Remembering the lost notes of Naina Devi

When a book promises to introduce you to three facets of a redoubtable woman, you brace yourself for a riveting account. The woman in question, Naina Devi, is one of India’s well-known thumri singers and patrons of music.

Remembering the lost notes of Naina Devi

Royal symphony: Naina Devi (L) in jugalbandi with Ustad Bismillah Khan at an event in 1986; and (right) in her married avatar as Rani Nina Ripjit Singh Photos courtesy: Niyogi



Nonika Singh

When a book promises to introduce you to three facets of a redoubtable woman, you brace yourself for a riveting account. The woman in question, Naina Devi, is one of India’s well-known thumri singers and patrons of music. Add to it a royal heritage (she was married into the royal family of Kapurthala) and the appetite for a delectable account is whetted even further. Only the narrative takes a while to warm up.

Rich in detail and history, the book begins exactly from her year of birth; 1917. Yet, even before we meet Nilina Sen (her maiden name), we get glimpses of the 18th-century Calcutta. The author builds the social mosaic of those times replete with the babu culture and appeasement of the British by the desi rich. Keshab Chandra Sen, Nilina’s grandfather, appears as a dominating figure. Many interesting anecdotes introduce us to the stellar qualities of this social reformer who was also a prominent leader of the Brahmo Samaj. Famous names such as Debendranath Tagore, father of the Rabindranath Tagore, add to the narrative, carrying the story further and finally Nilina’s life begins to acquire shape. 

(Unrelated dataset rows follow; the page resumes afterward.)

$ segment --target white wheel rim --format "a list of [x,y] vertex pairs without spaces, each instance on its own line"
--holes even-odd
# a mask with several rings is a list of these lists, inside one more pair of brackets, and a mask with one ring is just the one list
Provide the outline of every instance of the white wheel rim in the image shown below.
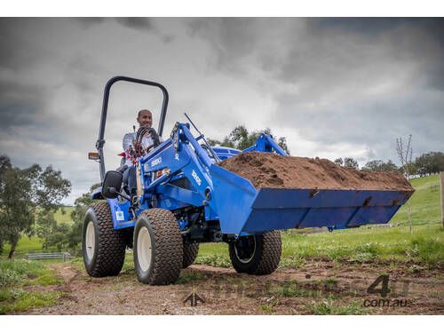
[[138,234],[138,262],[142,271],[147,271],[151,265],[151,237],[147,226],[142,226]]
[[86,236],[85,236],[85,246],[86,246],[86,255],[89,259],[91,259],[94,256],[94,250],[96,245],[96,231],[94,230],[94,223],[90,221],[88,226],[86,227]]
[[253,241],[254,241],[254,250],[253,250],[253,254],[251,255],[251,257],[246,258],[246,259],[242,259],[240,257],[239,257],[239,254],[237,253],[237,247],[234,245],[234,252],[236,254],[236,257],[237,258],[239,259],[240,262],[242,262],[242,264],[248,264],[251,261],[251,259],[253,258],[254,257],[254,254],[256,253],[256,238],[253,238]]

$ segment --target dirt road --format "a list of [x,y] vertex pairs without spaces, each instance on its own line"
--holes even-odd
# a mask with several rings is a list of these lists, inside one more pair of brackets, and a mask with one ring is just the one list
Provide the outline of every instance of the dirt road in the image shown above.
[[[96,279],[79,264],[51,267],[65,283],[26,288],[62,291],[59,303],[17,314],[444,313],[444,272],[420,267],[313,261],[300,269],[251,276],[192,265],[178,284],[168,286],[141,284],[132,270]],[[385,297],[382,280],[377,293],[368,293],[381,274],[389,275]]]

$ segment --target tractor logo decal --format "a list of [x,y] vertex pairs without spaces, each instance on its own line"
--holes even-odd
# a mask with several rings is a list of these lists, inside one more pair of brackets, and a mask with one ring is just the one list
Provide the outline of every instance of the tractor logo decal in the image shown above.
[[123,212],[122,210],[118,210],[115,212],[115,219],[117,221],[124,221],[125,217],[123,216]]
[[162,157],[156,158],[155,160],[153,160],[151,162],[151,166],[154,167],[155,165],[159,164],[162,162]]
[[197,183],[198,186],[201,186],[201,183],[202,183],[202,180],[201,178],[199,178],[199,176],[197,176],[197,173],[195,173],[194,170],[193,170],[193,172],[191,173],[191,175],[193,176],[193,178],[194,178],[195,182]]

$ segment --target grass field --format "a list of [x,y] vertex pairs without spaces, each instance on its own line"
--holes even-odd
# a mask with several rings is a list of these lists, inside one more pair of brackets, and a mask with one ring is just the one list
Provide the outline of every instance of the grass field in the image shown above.
[[[412,261],[433,267],[444,263],[444,229],[440,224],[440,176],[412,179],[413,234],[408,228],[408,207],[402,206],[390,221],[396,227],[337,230],[300,234],[282,232],[281,266],[297,267],[310,258],[363,262],[376,259]],[[230,266],[228,246],[201,244],[196,262]]]
[[[281,266],[297,267],[304,264],[304,260],[319,256],[356,262],[395,259],[430,266],[443,263],[444,229],[440,225],[439,176],[413,179],[412,185],[416,190],[412,196],[413,234],[408,230],[407,205],[391,221],[394,225],[401,224],[400,226],[362,226],[310,234],[282,232]],[[59,214],[61,218],[67,216]],[[21,238],[16,250],[21,253],[18,253],[17,257],[22,257],[28,251],[41,250],[41,248],[42,242],[38,238]],[[3,255],[7,255],[8,250],[5,246]],[[196,262],[230,266],[227,244],[201,244]]]
[[[415,178],[410,183],[416,190],[411,198],[412,224],[440,223],[440,175]],[[407,204],[398,210],[390,223],[408,224]]]
[[[72,224],[73,220],[71,219],[71,212],[74,210],[74,207],[65,206],[63,208],[59,209],[54,214],[54,218],[57,222],[61,223],[68,223]],[[65,212],[65,213],[63,213]]]
[[56,304],[61,292],[40,292],[24,286],[62,283],[40,262],[0,260],[0,314]]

Her love for music and her sister’s love for cinema keep the interest rolling. However, before we get the real measure of her talent, her personal story unfolds. As she gets married to Rajkumar Ripjit Singh, acquires a new name, Rani Nina Ripjit Singh, the challenges that lie within the confines of royal splendour are laid bare. 

The book offers fascinating glimpses of Rani Nina Ripjit Singh’s royal life in Shimla, her life at a farmhouse in UP (United Province back in time) and her sojourns in Lucknow. Once again Mathur’s ability to delve deep into detailing manifests. Shimla, once a six square mile town, in those days was a playground of the British. Lucknow was the hub of nazakat and etiquette where Rani sahiba prevailed upon her husband to have private concerts of bajis which she would watch from behind the chilman (veil). Indeed, veil is not just lifted off Naina Devi’s life but off far many things. 

However, the author’s preoccupation with details, at times, eclipses the very person to whom the book is dedicated to. And the persona of Rani sahiba as Naina Devi, the one which she lived with for nearly four decades, emerges far too late. Her enriching musical odyssey is summarised in just about 60 pages of the 200-page book.   

Even though Nilina’s Song may not be on a song but it is a well crafted and researched biography. Had the linear graph been dispensed away with and the central character more fore-grounded, it could have been a real page turner. 

However, in its present format, it’s still a highly informative, exhaustive and readable book that tells you more than a thing or two about the times in which this luminary lived, struggled and finally found her métier and niche. Besides, both the introduction and the epilogue add to our understanding of the woman whose life, like the notes of octave that touch high and low, to finally emerge triumphant. That in itself is a victory for the author whose personal interaction with her subject might have been limited to two years only. But she doesn’t allow it to limit her writing or her grasp of not just her mentor Naina Devi but the other two extensions of her personality Nilina and Rani Nina as well. Rather to the ‘dotted lines’ she adds enough flesh and meat.  About the woman who defied conventions as well as followed tradition, the book weaves a fine socio-cultural matrix with music as a running thread. It, nevertheless, remains a collector’s delight with some wonderful pictorial support.